The theory exams cover the 5 theory portions, physics, physiology, equipment, RDP and dive skills. The standard exam is open book using both your instructor manual and your guide to teaching. If you fail one of the theory you can resit it, if you fail 2 or the standards you will have to retake the whole theory section during another IE. To get here you will have had to already pass the exams during the PADI IDC and they are the SAME STANDARD so don’t panic!
Okay, so now onto the confined. The confined water section always consists of a skill that you present and then a make-up skill if for some reason you fail. It is one skill to present and teach and can be from the open water course or the rescue diver course. On completion of that there will be 5 skills that you have to demonstrate. Demonstration standards are the same as the PADI Divemaster course and the IDC, in which to acheive a 5 you have to make the skill appear exaggerated and “easy”. Confined presentations, the key is to spot the problems quickly and be able to signal clearly to both students and assistants.
Classroom presentations. This is your prescriptive teaching presentation. One question to present, very importantly using your PADI Lesson guides. And that doesn’t mean just sticking it on the wall and ignoring it, that means referring to it and using the “additional information” section. Use of training aids is essential here and get creative! However, make sure the training aids are relevant to the topic. Frequent interaction with your students is also a bonus and don’t “waffle” too much, try to stay on track and hit your points. If you get nervous (I have seen it happen!) and stray of topic or mess up in another way, the don’t worry, there is the chance to redo another presentation.
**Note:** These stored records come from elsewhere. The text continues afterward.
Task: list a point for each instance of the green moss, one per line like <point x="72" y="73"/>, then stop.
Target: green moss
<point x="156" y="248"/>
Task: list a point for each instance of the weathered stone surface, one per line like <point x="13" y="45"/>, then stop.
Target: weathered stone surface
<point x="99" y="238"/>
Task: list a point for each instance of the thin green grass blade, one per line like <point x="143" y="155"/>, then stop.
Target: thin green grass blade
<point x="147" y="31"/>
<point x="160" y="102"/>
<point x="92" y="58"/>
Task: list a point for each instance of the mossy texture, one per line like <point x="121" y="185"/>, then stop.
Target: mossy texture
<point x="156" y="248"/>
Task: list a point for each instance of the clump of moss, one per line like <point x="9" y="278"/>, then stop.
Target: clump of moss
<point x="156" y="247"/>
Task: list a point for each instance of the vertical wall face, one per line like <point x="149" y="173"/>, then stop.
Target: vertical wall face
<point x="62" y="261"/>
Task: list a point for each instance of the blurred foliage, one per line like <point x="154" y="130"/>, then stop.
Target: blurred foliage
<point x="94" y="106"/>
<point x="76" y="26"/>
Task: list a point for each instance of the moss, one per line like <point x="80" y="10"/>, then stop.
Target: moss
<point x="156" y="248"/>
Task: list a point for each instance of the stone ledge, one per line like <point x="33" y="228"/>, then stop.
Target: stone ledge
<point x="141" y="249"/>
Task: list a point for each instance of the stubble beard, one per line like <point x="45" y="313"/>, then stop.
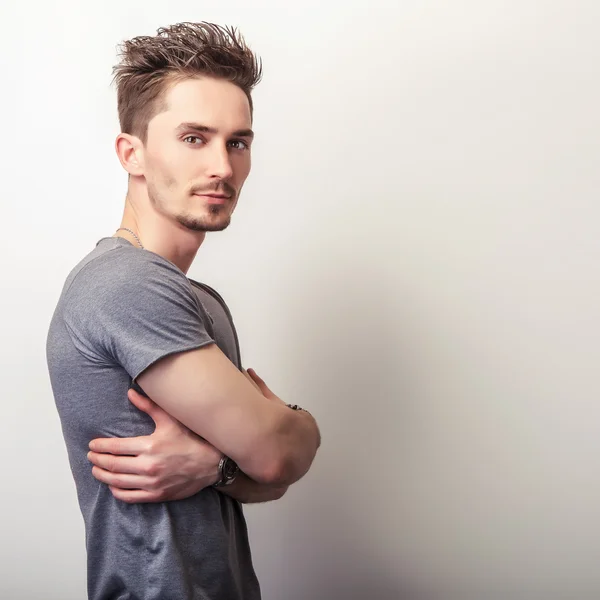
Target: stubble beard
<point x="189" y="221"/>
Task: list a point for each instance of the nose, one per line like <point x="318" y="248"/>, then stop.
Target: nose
<point x="219" y="163"/>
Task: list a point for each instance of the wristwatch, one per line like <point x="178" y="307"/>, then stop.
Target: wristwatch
<point x="228" y="470"/>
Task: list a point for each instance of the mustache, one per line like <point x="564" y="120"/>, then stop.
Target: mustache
<point x="222" y="188"/>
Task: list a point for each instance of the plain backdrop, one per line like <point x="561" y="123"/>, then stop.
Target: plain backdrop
<point x="415" y="258"/>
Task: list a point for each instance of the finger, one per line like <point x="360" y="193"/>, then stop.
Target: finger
<point x="158" y="415"/>
<point x="125" y="482"/>
<point x="118" y="464"/>
<point x="249" y="378"/>
<point x="135" y="496"/>
<point x="123" y="446"/>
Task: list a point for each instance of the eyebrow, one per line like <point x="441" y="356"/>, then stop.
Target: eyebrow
<point x="204" y="129"/>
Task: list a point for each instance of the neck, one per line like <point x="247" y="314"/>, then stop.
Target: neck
<point x="162" y="236"/>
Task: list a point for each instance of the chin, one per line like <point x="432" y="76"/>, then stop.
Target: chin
<point x="205" y="223"/>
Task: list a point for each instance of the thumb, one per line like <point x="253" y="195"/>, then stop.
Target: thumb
<point x="146" y="405"/>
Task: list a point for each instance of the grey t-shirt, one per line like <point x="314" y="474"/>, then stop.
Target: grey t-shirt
<point x="121" y="310"/>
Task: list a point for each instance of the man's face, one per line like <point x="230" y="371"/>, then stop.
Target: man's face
<point x="197" y="153"/>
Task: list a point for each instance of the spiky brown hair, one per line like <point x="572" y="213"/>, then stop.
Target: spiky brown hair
<point x="150" y="65"/>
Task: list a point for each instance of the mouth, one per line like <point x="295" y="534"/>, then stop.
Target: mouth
<point x="214" y="198"/>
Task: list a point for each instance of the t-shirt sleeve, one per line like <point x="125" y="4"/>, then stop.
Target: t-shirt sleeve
<point x="133" y="308"/>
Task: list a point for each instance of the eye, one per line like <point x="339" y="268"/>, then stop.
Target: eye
<point x="193" y="137"/>
<point x="240" y="145"/>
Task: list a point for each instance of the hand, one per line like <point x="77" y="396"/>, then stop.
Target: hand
<point x="171" y="464"/>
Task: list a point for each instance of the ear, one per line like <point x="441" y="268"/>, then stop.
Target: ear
<point x="130" y="151"/>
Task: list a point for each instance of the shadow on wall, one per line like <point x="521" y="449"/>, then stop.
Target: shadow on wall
<point x="344" y="528"/>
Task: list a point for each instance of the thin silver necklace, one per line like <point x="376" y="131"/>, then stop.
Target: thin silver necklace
<point x="133" y="234"/>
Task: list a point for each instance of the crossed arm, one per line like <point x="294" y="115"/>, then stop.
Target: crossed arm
<point x="174" y="462"/>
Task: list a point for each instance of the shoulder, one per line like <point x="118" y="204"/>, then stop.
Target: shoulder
<point x="124" y="271"/>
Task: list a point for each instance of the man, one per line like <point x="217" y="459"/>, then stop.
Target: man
<point x="128" y="317"/>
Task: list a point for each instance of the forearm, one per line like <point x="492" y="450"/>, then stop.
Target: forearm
<point x="248" y="491"/>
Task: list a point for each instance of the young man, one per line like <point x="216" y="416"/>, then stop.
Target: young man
<point x="128" y="317"/>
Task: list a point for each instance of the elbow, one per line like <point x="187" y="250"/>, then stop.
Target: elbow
<point x="283" y="471"/>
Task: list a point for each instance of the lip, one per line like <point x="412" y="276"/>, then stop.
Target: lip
<point x="214" y="198"/>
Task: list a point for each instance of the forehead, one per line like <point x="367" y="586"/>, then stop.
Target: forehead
<point x="213" y="102"/>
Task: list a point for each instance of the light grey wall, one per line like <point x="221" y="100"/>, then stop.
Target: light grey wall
<point x="414" y="258"/>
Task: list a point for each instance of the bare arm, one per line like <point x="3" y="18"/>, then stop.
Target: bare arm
<point x="248" y="491"/>
<point x="202" y="389"/>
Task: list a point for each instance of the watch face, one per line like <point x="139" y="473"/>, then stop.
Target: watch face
<point x="230" y="469"/>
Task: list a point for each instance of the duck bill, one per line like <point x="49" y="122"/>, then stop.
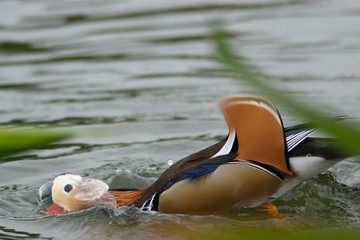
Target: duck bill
<point x="46" y="200"/>
<point x="54" y="209"/>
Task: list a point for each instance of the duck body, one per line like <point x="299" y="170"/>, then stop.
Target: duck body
<point x="257" y="161"/>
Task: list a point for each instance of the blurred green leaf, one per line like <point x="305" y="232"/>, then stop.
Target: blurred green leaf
<point x="348" y="135"/>
<point x="13" y="141"/>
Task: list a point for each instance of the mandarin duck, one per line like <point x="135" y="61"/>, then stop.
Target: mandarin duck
<point x="258" y="161"/>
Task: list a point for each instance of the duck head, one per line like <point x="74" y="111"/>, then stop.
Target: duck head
<point x="71" y="193"/>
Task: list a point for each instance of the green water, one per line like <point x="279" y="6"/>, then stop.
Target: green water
<point x="143" y="74"/>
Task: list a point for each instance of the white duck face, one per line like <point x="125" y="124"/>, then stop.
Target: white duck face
<point x="73" y="193"/>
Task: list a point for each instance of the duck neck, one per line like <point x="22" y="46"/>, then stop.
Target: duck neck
<point x="127" y="198"/>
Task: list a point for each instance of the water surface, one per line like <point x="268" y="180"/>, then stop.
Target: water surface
<point x="143" y="74"/>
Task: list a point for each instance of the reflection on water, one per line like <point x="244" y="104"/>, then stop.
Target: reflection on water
<point x="144" y="74"/>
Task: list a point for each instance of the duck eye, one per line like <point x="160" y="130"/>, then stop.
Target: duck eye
<point x="68" y="188"/>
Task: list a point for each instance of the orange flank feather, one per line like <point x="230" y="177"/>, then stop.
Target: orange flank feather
<point x="127" y="198"/>
<point x="259" y="131"/>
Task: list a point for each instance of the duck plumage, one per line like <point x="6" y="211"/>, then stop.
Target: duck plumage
<point x="249" y="167"/>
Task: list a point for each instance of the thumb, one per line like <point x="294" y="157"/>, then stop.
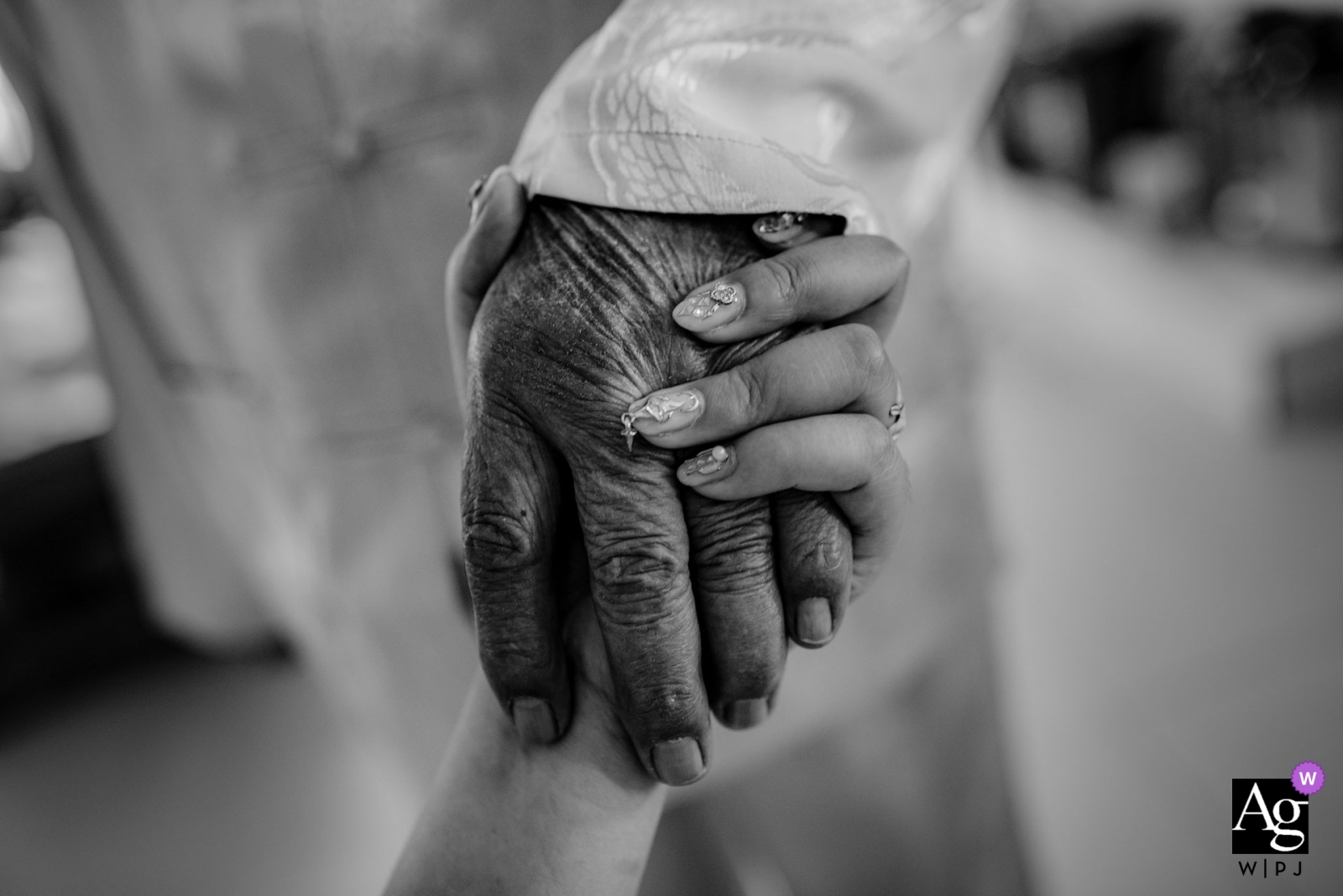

So into the home straight now, the Open water presentation. There is no resit chance with this portion, it is pass/fail. You have 2 skills, same as in the IDC which you integrate together as much as possible. It could be 2 open water skills, or and open water with advanced, or a rescue and an advanced skill. Very important points, make sure you know your knot and have worked with a lift bag (search and recovery). As an open water scuba instructor you should be familiar with these skills as you may be asked to teach them. Control is key here as with the ever-changing ocean you may need to move your position around, communicate with your assistant and rethink underwater. Just make sure that every student completes their performance requirements! If it says 5 point descent then 5 points, then DESCEND!!
Then back on your boat and back to shore. You have finished your PADI Instructor exam, not so bad ?
You get through that then congrats!!!!!! You are now an official PADI Open Water scuba instructor, time to pop the champagne……
You’ve worked hard, give yourself a pat on the back and go out and live the dream.